Getting “unstuck” while using AI tools for research is accomplished through judicious prompt engineering, a term that describes how users instruct AI to receive a desired result. This process is strikingly similar to keyword selection for searching databases, a skill that librarians have been teaching for years.

A student may struggle doing a database search for “WWII,” but may find better results when searching for “WWII” AND “economic effects” AND France. Similarly, a student who asks Google’s Bard to “give me ideas for my WWII paper” would be better served by asking, “Can you suggest ten possible argumentative claims related to the economic effects of WWII on France?”

Parallel methodologies

How can partner educators such as first-year composition teachers and librarians best teach students how to approach artificial intelligence in their writing and research? In a September 2023 webinar presented by LibTech Insights, Leo S. Lo, Dean of the University of New Mexico’s College of University Libraries & Learning Sciences, advised that his CLEAR framework is a useful way to get the best results out of AI consultation. The acronym advises users to keep their prompts Concise, Logical, Explicit, Adaptive, and Reflective.  

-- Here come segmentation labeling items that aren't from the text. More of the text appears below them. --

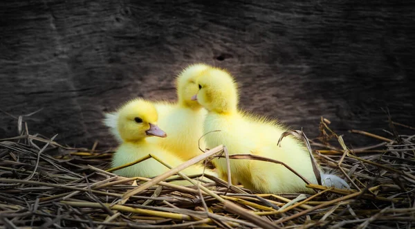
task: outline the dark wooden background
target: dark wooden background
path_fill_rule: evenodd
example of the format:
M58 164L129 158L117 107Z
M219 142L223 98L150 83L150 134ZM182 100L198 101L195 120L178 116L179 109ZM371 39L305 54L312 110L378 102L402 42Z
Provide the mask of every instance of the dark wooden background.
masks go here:
M413 3L176 2L2 1L0 109L43 108L24 118L31 133L111 146L103 111L135 96L174 100L174 75L203 62L236 76L243 108L309 136L321 116L387 136L387 107L415 125ZM0 138L16 136L17 120L0 118Z

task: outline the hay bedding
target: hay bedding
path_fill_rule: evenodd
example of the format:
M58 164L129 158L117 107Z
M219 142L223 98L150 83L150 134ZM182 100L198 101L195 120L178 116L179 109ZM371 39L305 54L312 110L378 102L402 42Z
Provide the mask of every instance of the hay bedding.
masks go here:
M106 172L113 152L95 149L96 143L91 149L62 146L30 135L19 118L21 134L0 140L0 227L412 228L415 135L398 135L389 120L390 138L354 131L380 143L349 150L328 123L322 118L320 136L311 140L320 149L314 155L353 190L310 185L319 192L277 195L228 190L219 179L187 187L154 185L163 178L158 177L142 185L150 179Z

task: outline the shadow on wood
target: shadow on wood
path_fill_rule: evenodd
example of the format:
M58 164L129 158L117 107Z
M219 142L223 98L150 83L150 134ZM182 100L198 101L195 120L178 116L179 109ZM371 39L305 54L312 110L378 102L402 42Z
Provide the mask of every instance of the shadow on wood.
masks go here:
M410 6L6 1L0 13L0 109L44 108L24 118L29 130L62 143L113 145L102 112L136 96L174 100L175 75L199 62L236 76L243 108L308 136L321 116L378 134L386 107L415 124ZM0 118L0 138L15 136L17 120Z

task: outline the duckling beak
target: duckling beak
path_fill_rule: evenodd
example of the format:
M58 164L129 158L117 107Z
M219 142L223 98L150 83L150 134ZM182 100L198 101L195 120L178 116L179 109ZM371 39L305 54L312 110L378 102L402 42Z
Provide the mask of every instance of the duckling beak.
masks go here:
M166 132L163 131L158 125L150 123L150 129L145 131L145 134L149 136L157 136L165 138L167 136Z

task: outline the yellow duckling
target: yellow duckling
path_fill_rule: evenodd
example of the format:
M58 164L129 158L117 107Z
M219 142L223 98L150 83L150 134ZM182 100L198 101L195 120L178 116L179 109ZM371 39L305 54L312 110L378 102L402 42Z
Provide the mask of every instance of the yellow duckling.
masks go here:
M135 161L149 154L163 160L174 167L183 163L172 152L157 144L150 143L151 136L167 137L165 131L157 125L158 114L154 106L142 99L128 102L118 111L117 128L122 143L113 157L112 166L118 167ZM127 177L153 177L169 169L154 158L149 158L136 165L119 170L114 173ZM183 171L187 175L203 173L204 168L199 165L192 165ZM208 170L205 173L214 175ZM181 185L190 185L187 181L175 181Z
M197 101L193 101L192 96L199 90L196 78L209 68L210 66L203 64L190 65L179 74L176 78L176 104L153 103L159 115L158 125L169 134L169 138L152 138L149 141L160 144L183 160L202 153L199 149L199 139L203 135L203 123L207 111ZM117 116L117 112L107 113L104 122L121 143L122 140L116 128ZM203 140L201 148L205 148Z
M310 155L297 139L288 136L277 142L288 130L277 121L238 111L238 91L227 72L210 68L196 80L199 91L193 97L208 111L204 132L220 130L205 136L206 147L223 144L230 155L250 154L282 161L313 183L317 183ZM212 161L219 177L227 180L225 158ZM312 192L306 183L284 165L255 160L230 159L232 181L261 193Z

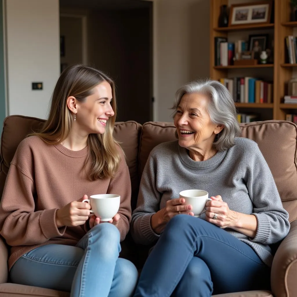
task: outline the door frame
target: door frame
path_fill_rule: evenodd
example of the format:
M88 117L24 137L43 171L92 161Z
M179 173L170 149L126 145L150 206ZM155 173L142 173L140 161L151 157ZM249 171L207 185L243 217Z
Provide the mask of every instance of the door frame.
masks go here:
M88 65L88 17L83 15L75 15L68 13L61 13L60 14L60 17L75 18L80 18L81 20L82 28L82 53L83 64Z
M6 65L7 34L6 27L6 0L0 0L0 31L2 38L0 38L0 109L4 108L4 118L9 115L7 101L7 67ZM0 35L0 36L1 35ZM3 114L0 113L1 124L4 118Z

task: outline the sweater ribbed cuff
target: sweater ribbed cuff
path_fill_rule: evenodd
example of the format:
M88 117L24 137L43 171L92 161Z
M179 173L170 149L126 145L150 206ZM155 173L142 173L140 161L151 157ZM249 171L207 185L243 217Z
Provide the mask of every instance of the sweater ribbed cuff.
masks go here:
M45 209L40 215L39 223L44 236L49 239L62 236L66 230L66 226L58 228L56 222L56 213L58 208Z
M154 214L149 214L143 216L140 221L140 228L141 233L146 239L153 242L158 239L160 235L155 233L151 228L151 219Z
M265 214L252 214L256 217L258 223L257 232L252 241L266 244L271 232L270 222L268 216Z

We have arrived at a similar (and perhaps less scholarly) concept. As unabashed Star Trek nerds, it occurred to us that the characters on the show, through nearly 60 years of adventures, engage in AI prompt engineering on a frequent basis. Of course, no character spent more time talking to the computer than Chief Engineer Geordi LaForge (the character played by librarian favorite LeVar Burton). In particular, the episode of Star Trek: The Next Generation entitled “Booby Trap” demonstrates how students might best approach their experience with ChatGPT or Google’s Bard.

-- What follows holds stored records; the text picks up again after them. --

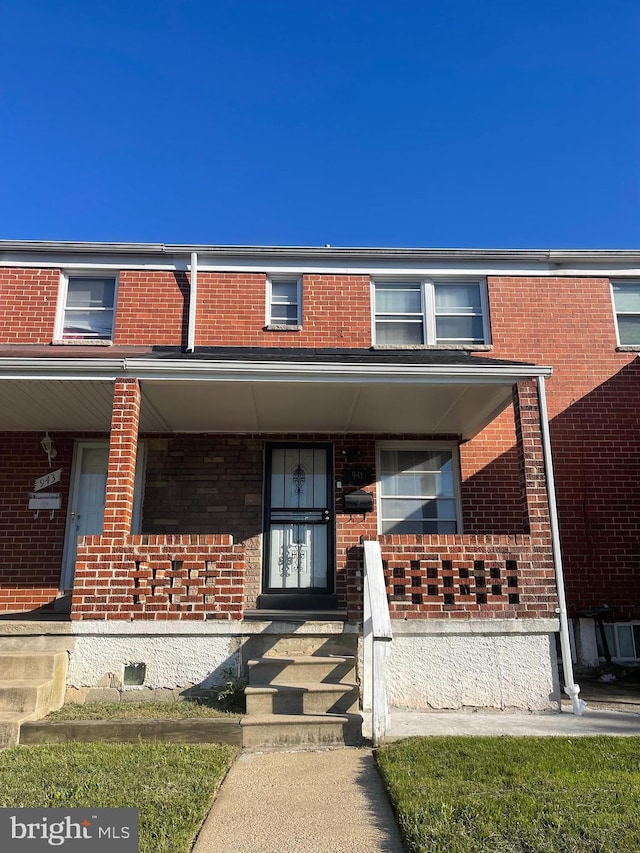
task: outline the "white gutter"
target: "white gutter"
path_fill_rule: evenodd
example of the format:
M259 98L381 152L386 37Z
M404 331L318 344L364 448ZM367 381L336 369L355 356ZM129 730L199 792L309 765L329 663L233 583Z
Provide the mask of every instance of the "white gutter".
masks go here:
M189 326L187 328L187 352L196 348L196 309L198 305L198 253L191 252L191 276L189 283Z
M388 364L323 361L224 361L156 358L0 358L0 379L217 380L296 382L389 381L427 384L513 385L524 379L551 376L552 368L536 365Z
M549 502L549 523L551 526L551 544L553 550L553 565L556 573L558 591L558 616L560 617L560 649L562 653L562 669L564 672L564 691L571 699L573 713L581 717L586 704L580 699L580 686L573 680L573 661L571 660L571 643L569 640L569 621L567 618L567 600L564 593L564 572L562 569L562 551L560 548L560 527L558 524L558 507L556 504L555 480L553 477L553 460L551 458L551 436L549 435L549 418L547 415L547 395L544 386L544 375L538 376L538 407L540 409L540 427L542 431L542 452L547 480L547 500Z

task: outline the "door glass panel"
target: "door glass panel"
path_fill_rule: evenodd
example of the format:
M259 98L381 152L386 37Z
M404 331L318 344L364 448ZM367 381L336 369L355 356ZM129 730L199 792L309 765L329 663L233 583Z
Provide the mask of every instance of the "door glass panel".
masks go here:
M76 536L102 533L108 458L107 446L85 448L82 452L76 498Z
M326 587L325 524L272 524L269 551L272 589Z
M326 590L329 508L326 448L271 451L267 586Z
M271 507L327 505L327 455L318 448L277 448L272 455Z

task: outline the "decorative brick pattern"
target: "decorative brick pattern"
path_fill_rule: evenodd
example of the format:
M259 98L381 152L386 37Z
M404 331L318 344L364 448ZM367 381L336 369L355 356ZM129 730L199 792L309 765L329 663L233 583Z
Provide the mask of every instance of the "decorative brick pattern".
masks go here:
M244 549L231 536L85 536L72 619L241 619Z
M382 536L380 543L392 618L555 616L553 560L531 536Z

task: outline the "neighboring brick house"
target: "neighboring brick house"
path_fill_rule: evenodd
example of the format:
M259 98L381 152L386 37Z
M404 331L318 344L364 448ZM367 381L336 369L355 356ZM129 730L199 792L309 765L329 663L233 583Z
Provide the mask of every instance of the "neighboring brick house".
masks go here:
M557 702L545 385L579 660L640 657L640 253L0 241L0 306L0 611L72 591L71 684L357 633L373 539L393 701Z

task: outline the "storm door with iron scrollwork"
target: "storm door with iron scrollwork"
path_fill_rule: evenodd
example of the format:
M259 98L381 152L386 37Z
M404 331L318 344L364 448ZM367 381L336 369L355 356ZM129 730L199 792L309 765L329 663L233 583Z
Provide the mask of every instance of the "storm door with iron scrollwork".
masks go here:
M333 495L328 448L274 445L267 477L267 589L329 591Z

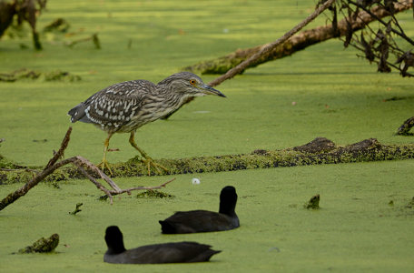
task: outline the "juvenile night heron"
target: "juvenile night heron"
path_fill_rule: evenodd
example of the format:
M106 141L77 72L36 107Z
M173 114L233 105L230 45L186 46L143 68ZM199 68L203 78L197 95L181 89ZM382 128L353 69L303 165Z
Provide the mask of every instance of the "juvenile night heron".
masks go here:
M104 158L98 165L112 173L106 152L114 133L130 133L130 144L140 152L146 164L148 175L151 166L166 170L155 163L134 141L137 128L177 110L190 97L205 95L225 96L206 84L196 75L180 72L162 80L157 85L147 80L133 80L110 86L91 96L72 108L71 121L92 123L108 133L104 141Z

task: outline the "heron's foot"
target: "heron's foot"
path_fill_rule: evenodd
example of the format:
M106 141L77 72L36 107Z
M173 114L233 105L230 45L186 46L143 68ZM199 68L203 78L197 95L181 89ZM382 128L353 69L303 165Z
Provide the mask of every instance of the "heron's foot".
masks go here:
M106 159L102 159L102 162L96 165L97 167L100 167L103 171L106 168L111 176L113 176L113 172L111 167L109 167L109 162Z
M163 165L160 165L160 164L156 163L150 157L143 157L143 158L141 158L141 161L143 161L143 163L146 165L147 169L148 169L148 176L151 176L151 167L153 167L153 168L155 168L157 173L160 174L160 175L163 174L163 172L160 170L160 168L163 169L166 172L169 171L168 168L166 168Z

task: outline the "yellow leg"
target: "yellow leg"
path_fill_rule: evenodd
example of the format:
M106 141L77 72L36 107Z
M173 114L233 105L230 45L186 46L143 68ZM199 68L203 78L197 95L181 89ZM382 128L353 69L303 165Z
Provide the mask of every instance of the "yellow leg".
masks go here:
M151 158L142 148L140 148L136 143L135 143L135 132L133 131L131 132L131 136L130 136L130 143L131 143L131 146L133 147L138 152L140 152L141 154L141 157L143 157L143 158L142 158L141 160L147 166L147 168L148 168L148 176L151 176L151 166L153 166L156 171L159 173L159 174L162 174L161 170L158 168L158 167L161 167L162 169L163 169L164 171L168 171L168 169L158 164L158 163L155 163L153 158Z
M113 175L113 172L111 170L111 167L109 167L109 163L106 160L106 152L108 151L108 147L109 147L109 139L111 139L111 136L113 135L113 133L108 133L108 137L106 137L105 142L104 143L104 158L102 158L102 162L97 165L98 167L101 167L102 170L104 170L106 167L109 170L109 173L111 176Z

Commander LaForge teaches prompt engineering.

In this episode, the Enterprise-D is caught in a trap set by a long-gone alien civilization. The ancient ship is sapping our heroes’ engines and Geordi must solve the problem. He enlists the help of a hologrammatic representation of Dr. Leah Brahms, the engineer most responsible for creating the Galaxy class warp drive. Through the course of the episode, Commander LaForge acts much in the same manner as our students do during research and writing. He asks the computer for basic facts. He asks to see engine schematics. In effect, he comes up with a string of commands similar to both keywords (for searching databases) and prompts (for engaging with ChatGPT). Taking it a step further, the computer tells him when his theories are likely incorrect and Geordi often argues back. He even asks the computer to speak to him with a different personality. The Star Trek writers obviously take their simulation further than current reality allows, but Geordi’s human-computer interaction is not too far removed from AI’s, and to a lesser extent, library databases’ current capabilities.

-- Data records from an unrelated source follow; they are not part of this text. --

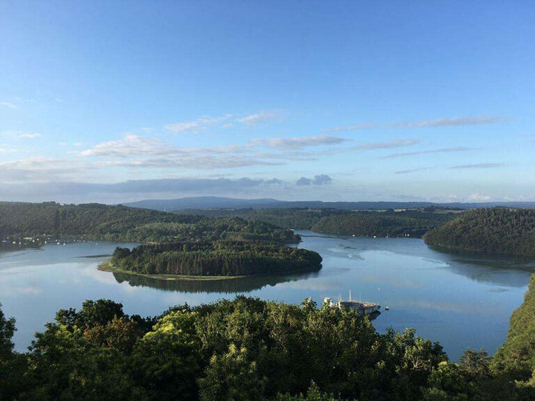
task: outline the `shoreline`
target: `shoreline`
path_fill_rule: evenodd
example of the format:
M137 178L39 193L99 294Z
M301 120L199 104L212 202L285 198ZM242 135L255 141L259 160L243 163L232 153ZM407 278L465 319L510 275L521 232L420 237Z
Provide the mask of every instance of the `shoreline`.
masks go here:
M250 274L246 276L193 276L181 274L145 274L138 273L137 272L130 272L130 270L123 270L118 269L111 264L110 260L107 260L100 263L97 269L100 272L107 272L109 273L124 273L132 276L139 276L140 277L147 277L154 278L155 280L161 280L162 281L217 281L221 280L234 280L238 278L248 278L251 277L261 277L266 276L288 276L297 274L299 273L313 273L319 272L321 267L318 269L300 269L292 270L291 272L285 272L283 274Z

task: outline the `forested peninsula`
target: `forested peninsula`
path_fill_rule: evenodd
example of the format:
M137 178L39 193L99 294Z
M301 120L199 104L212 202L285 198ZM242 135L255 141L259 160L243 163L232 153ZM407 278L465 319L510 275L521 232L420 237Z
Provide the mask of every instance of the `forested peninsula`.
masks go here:
M313 272L316 252L290 248L292 230L238 217L211 218L100 204L0 203L0 235L8 239L82 238L146 243L118 249L110 272L166 279ZM8 239L3 239L8 242Z
M424 238L427 244L449 249L535 257L535 210L470 210Z
M135 242L219 239L300 242L291 230L232 217L212 219L100 203L0 202L0 237L46 236Z
M242 276L321 268L321 256L307 249L261 241L171 242L117 248L112 271L173 276Z

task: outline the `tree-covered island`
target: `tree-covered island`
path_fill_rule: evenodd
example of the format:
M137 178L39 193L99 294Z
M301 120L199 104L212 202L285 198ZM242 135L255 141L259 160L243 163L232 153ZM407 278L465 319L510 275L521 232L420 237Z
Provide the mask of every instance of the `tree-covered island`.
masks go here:
M261 241L170 242L118 247L101 267L175 277L280 274L321 268L321 256L307 249Z

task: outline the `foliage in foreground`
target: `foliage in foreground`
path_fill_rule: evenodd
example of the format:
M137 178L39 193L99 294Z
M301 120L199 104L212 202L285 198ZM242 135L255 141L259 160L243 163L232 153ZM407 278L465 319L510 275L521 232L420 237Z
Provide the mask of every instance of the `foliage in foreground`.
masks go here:
M0 313L0 400L529 400L484 352L460 364L412 329L378 333L351 311L237 297L155 318L111 301L61 310L26 354Z

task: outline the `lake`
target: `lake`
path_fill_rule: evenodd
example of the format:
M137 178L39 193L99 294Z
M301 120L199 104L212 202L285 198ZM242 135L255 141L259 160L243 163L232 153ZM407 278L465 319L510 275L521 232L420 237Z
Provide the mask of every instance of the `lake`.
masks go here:
M237 293L300 303L325 297L379 303L380 332L414 327L439 341L450 359L467 347L490 354L505 340L511 313L522 304L534 263L512 258L452 253L412 238L348 237L296 231L297 246L318 252L313 274L217 281L164 282L97 270L116 242L48 244L0 252L0 302L17 320L15 343L24 351L58 309L79 308L87 299L122 302L129 314L154 315L168 307L197 305ZM389 310L385 310L388 306Z

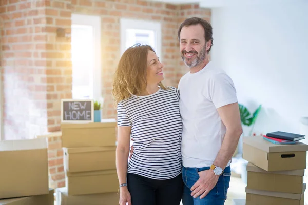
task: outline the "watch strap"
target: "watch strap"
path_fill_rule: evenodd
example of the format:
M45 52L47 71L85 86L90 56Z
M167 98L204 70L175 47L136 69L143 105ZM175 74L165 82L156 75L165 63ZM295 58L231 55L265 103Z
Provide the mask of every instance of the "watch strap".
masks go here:
M215 166L214 163L212 164L212 165L210 166L210 169L212 170L213 171L214 171L214 170L216 168L216 166Z

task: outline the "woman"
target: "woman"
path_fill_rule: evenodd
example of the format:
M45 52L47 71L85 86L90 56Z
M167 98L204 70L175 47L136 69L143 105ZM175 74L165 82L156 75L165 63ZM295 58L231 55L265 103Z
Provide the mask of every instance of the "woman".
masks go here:
M161 83L163 65L148 45L130 47L116 71L117 170L120 205L179 205L183 189L179 92ZM130 137L133 154L127 163Z

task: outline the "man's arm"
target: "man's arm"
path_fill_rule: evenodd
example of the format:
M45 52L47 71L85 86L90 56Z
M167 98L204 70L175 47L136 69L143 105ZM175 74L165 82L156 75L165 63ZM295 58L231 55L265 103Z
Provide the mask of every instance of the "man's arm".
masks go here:
M219 108L217 111L226 126L226 132L214 164L224 170L236 149L243 130L237 102Z

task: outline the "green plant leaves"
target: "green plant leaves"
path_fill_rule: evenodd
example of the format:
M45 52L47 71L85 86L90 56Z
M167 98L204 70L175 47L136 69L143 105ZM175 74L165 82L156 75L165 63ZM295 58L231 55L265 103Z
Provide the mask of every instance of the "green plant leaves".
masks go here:
M98 101L94 101L94 110L99 110L101 109L101 102Z
M240 114L241 115L241 121L243 125L251 126L256 121L258 115L261 110L261 105L259 106L252 116L248 109L244 105L239 104Z
M241 114L241 121L243 125L250 126L251 125L251 113L247 108L243 105L239 104L240 114Z

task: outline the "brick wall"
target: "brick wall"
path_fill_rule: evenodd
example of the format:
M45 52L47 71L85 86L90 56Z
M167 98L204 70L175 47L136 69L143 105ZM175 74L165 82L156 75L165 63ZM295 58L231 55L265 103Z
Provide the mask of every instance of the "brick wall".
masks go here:
M197 4L174 5L141 0L1 0L2 68L6 139L32 138L60 130L60 99L71 97L70 38L57 37L57 28L70 33L72 13L99 15L102 22L103 117L116 116L111 80L120 59L120 19L162 24L162 59L166 85L177 86L188 71L177 37L188 17L209 19ZM65 185L60 135L48 137L50 186Z
M72 0L72 12L101 16L102 94L105 97L103 117L115 118L111 95L111 80L120 58L120 19L131 18L161 23L162 56L164 84L177 86L179 78L188 70L182 63L177 37L179 23L185 17L198 16L209 19L210 10L198 4L175 5L142 0Z
M130 11L128 11L129 10ZM197 4L174 5L141 1L72 1L72 12L99 15L102 22L102 94L105 97L103 117L116 116L111 96L111 80L120 59L120 18L140 18L162 23L162 56L166 85L177 86L180 78L188 70L180 57L177 37L178 27L186 17L199 16L209 20L208 9ZM56 103L56 100L54 102ZM61 137L49 138L49 172L52 187L64 186L63 152Z
M40 49L46 34L41 31L44 22L39 3L1 1L5 139L33 138L47 131L46 67Z
M59 37L58 28L71 33L70 0L52 1L46 5L46 92L48 131L60 130L61 99L72 97L70 37Z
M46 137L48 139L48 165L49 187L65 186L65 174L63 167L63 151L61 147L61 132Z
M197 4L175 5L142 0L2 0L0 3L5 138L32 138L60 130L60 99L71 97L72 13L99 15L102 22L103 117L114 118L111 80L120 56L121 17L160 22L166 85L177 86L188 71L180 58L177 32L185 18L209 19Z
M60 130L60 102L71 97L68 1L2 0L4 139Z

Most importantly, Geordi uses all of the assistance from the computer and its hologram to augment his vast knowledge of science and his ship to save the day. The Enterprise’s computer is much the same as ChatGPT: both are essentially chatbots. In addition to the CLEAR framework, perhaps librarians and first-year composition instructors should urge students to think of AI as a second voice, as an advisor. 

At least for now, computers far surpass humans with respect to memory and processing speed, but we analog beings are the only source of true creative and innovative thought. Generative AI can make suggestions and remove an errant comma, library databases can return relevant (and irrelevant) resources, but we want our students to do what they’ve always done best: use the tools around them to hone their thoughts, research, and prose.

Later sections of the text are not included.